Le projet européen BIO4RES a présenté à Solsona (Lleida) une stratégie commune pour la valorisation énergétique de la biomasse forestière, fruit de l’analyse et du développement de quatre projets pilotes mis en œuvre en Espagne, en France et au Portugal.
Cette stratégie part du constat que la biomasse forestière représente une ressource à fort potentiel encore sous-exploitée dans l’espace SUDOE. Son utilisation permet, simultanément, d’améliorer la gestion des forêts, de réduire le risque d’incendies et de créer des opportunités économiques en milieu rural, tout en contribuant à la transition énergétique et à la résilience des écosystèmes.
Le document propose une approche intégrée qui articule la chaîne forêt-bois-énergie et repose sur trois grands piliers : la promotion de la production d’énergie renouvelable à partir de biocarburants forestiers, la réduction de la charge combustible dans les forêts en tant que mesure préventive contre les incendies, et le développement économique local par l’activation de nouvelles chaînes de valeur liées à la biomasse.

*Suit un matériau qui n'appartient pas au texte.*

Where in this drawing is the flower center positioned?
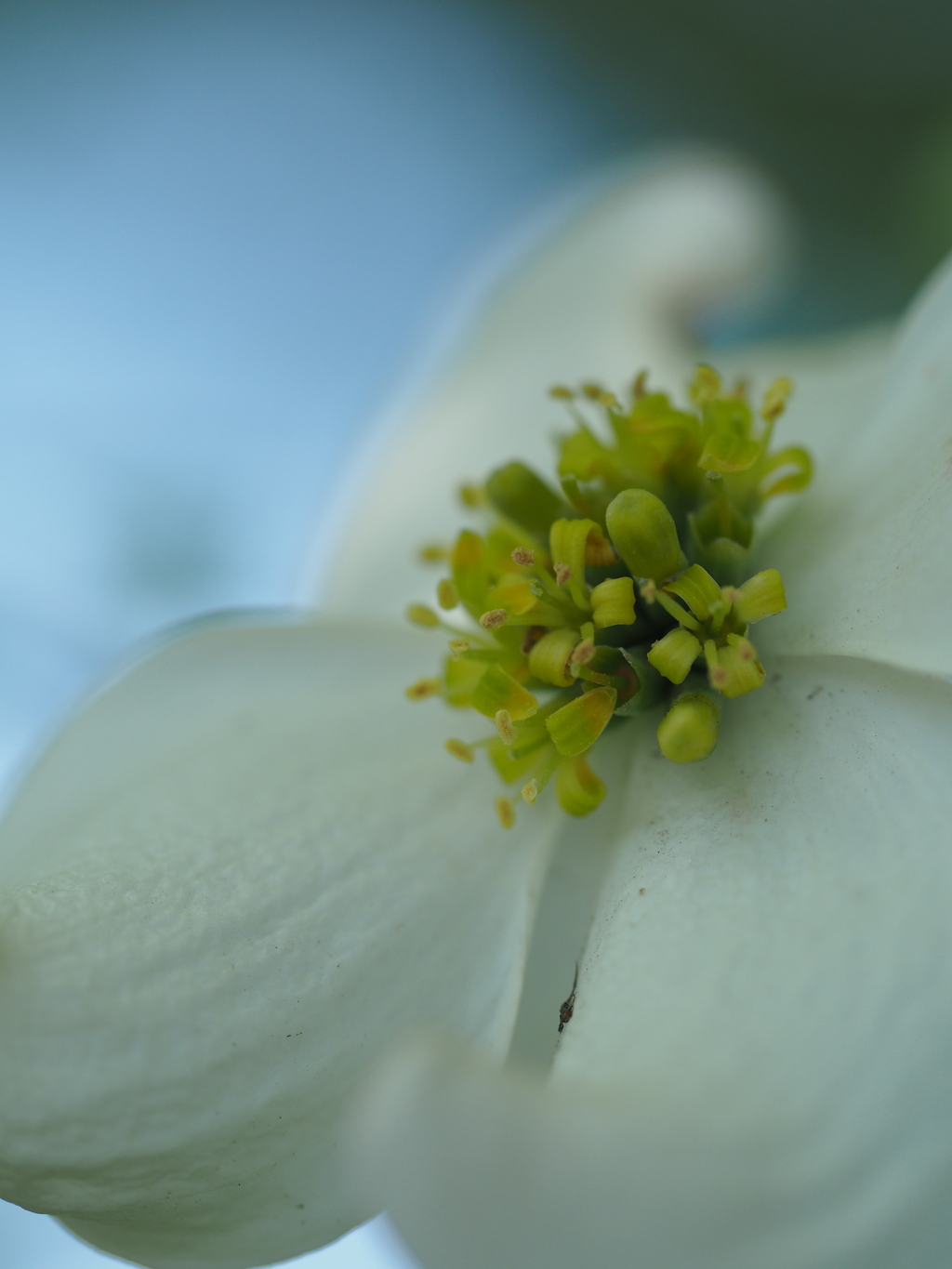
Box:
[407,365,813,827]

Parmi ses principaux objectifs, la stratégie vise à améliorer la connaissance de la disponibilité des ressources forestières, à renforcer la chaîne logistique et d’approvisionnement, à éliminer les obstacles pour les différents acteurs du secteur, à accroître la transparence du marché et à faire progresser la coordination des politiques publiques. Elle intègre également des actions de communication et de sensibilisation afin de favoriser l’implication sociale et territoriale.
Le plan d’action prévoit des mesures concrètes telles que la planification des ressources forestières, le développement d’infrastructures logistiques et de centres de collecte, la création d’instruments de coordination institutionnelle et le déploiement d’outils numériques facilitant la gestion et l’échange d’informations entre les acteurs du secteur.

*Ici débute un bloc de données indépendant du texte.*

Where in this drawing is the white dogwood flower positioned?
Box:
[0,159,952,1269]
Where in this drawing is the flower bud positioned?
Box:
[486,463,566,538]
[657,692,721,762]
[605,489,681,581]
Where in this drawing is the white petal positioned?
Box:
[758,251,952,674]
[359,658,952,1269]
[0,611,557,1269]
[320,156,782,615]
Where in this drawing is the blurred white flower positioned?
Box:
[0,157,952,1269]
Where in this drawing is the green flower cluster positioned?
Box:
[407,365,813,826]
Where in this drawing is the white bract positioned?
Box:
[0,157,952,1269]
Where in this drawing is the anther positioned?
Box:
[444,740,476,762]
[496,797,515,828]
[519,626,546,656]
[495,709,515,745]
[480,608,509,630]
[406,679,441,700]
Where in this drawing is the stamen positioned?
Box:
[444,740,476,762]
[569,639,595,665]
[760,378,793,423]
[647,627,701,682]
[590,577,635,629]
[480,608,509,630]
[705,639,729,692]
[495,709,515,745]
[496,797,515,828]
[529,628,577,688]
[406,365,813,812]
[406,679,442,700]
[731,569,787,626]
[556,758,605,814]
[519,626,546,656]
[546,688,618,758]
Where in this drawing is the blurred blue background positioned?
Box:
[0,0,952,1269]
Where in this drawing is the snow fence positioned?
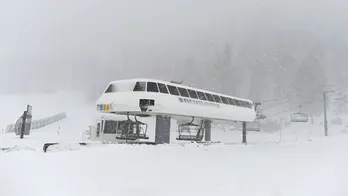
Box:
[5,112,66,133]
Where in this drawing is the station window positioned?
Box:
[187,89,198,99]
[103,120,117,134]
[197,91,207,101]
[105,84,116,93]
[178,87,190,97]
[147,82,158,93]
[133,82,146,91]
[233,99,242,106]
[221,96,228,104]
[205,93,215,102]
[227,98,236,105]
[157,83,168,94]
[167,85,180,95]
[213,95,221,103]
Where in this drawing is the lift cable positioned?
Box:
[266,100,318,119]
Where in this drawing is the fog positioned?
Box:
[0,0,348,112]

Quatre projets pilotes pour transformer la gestion forestière
La stratégie s’appuie sur quatre expériences pilotes qui abordent de manière complémentaire les principaux défis de la prévention des incendies et de la valorisation de la biomasse.

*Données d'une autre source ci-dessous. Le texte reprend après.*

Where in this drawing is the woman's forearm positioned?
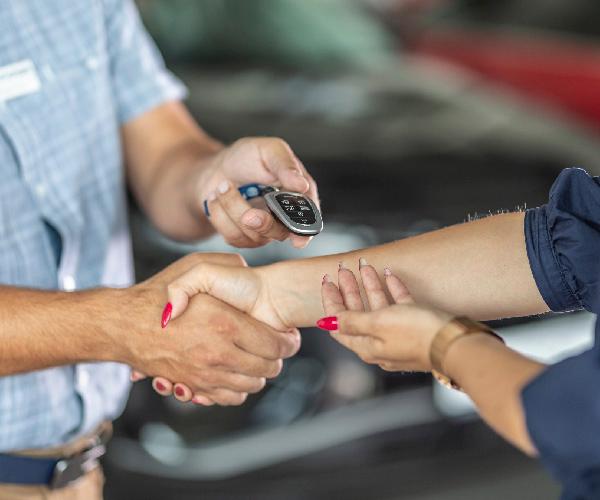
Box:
[265,213,548,326]
[444,334,545,455]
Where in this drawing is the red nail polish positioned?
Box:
[160,302,173,328]
[317,316,338,332]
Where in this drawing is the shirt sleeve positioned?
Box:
[104,0,187,123]
[525,168,600,313]
[522,340,600,492]
[522,168,600,492]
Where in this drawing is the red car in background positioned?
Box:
[387,0,600,130]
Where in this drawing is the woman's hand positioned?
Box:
[318,259,452,371]
[131,254,297,406]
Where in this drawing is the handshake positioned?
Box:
[120,254,300,405]
[120,254,450,406]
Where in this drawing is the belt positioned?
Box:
[0,426,110,489]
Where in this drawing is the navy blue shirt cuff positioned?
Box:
[525,205,583,312]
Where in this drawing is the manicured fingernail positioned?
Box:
[246,215,262,227]
[217,181,229,194]
[317,316,338,332]
[160,302,173,328]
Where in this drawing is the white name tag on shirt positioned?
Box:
[0,59,42,101]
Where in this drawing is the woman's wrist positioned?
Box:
[442,330,508,387]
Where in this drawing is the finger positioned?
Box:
[192,393,215,406]
[217,181,274,246]
[321,274,346,316]
[337,311,379,336]
[173,382,193,403]
[167,262,248,320]
[207,389,248,406]
[129,370,146,382]
[216,349,283,379]
[258,138,310,193]
[234,326,301,361]
[208,193,259,248]
[359,257,390,311]
[338,262,365,311]
[383,267,414,304]
[240,207,290,241]
[152,377,173,396]
[202,370,267,394]
[331,333,380,364]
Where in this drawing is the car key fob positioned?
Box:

Le projet pilote sur l’impact de l’exploitation de la biomasse sur la biodiversité, développé par l’Union des Communes Forestières du Grand Sud (France) et présenté par Irène Sénaffe, a permis de concevoir des outils de planification —tels que des cartographies et des indicateurs spécifiques— qui concilient la réduction de la biomasse et la conservation des écosystèmes. Cette approche facilite l’identification des zones à haute valeur écologique et l’adaptation des interventions forestières afin d’éviter les impacts négatifs sur les habitats ou les structures clés.
Le projet pilote sur l’innovation dans les méthodes d’exploitation forestière, mené par le CTFC (Catalogne) et présenté par Gerard Alcoverro, a analysé l’utilisation de machines de pointe et de technologies telles que le LiDAR pour améliorer l’efficacité des travaux forestiers. Les résultats montrent des gains de productivité dans certains contextes, mais soulignent également la nécessité d’adapter les solutions technologiques aux caractéristiques du terrain.
Le projet pilote sur les modèles de gestion locale de la biomasse, lancé par la Comunidade Intermunicipal do Tâmega e Sousa (Portugal) et présenté par Maria Manuela Alves et Mário Júlio, propose un système intégral basé sur la collecte, le traitement et la valorisation énergétique de la biomasse à l’échelle locale. Il comprend la création de centres de collecte et d’une microcentrale énergétique, en misant sur l’économie circulaire, la proximité et l’implication des acteurs locaux.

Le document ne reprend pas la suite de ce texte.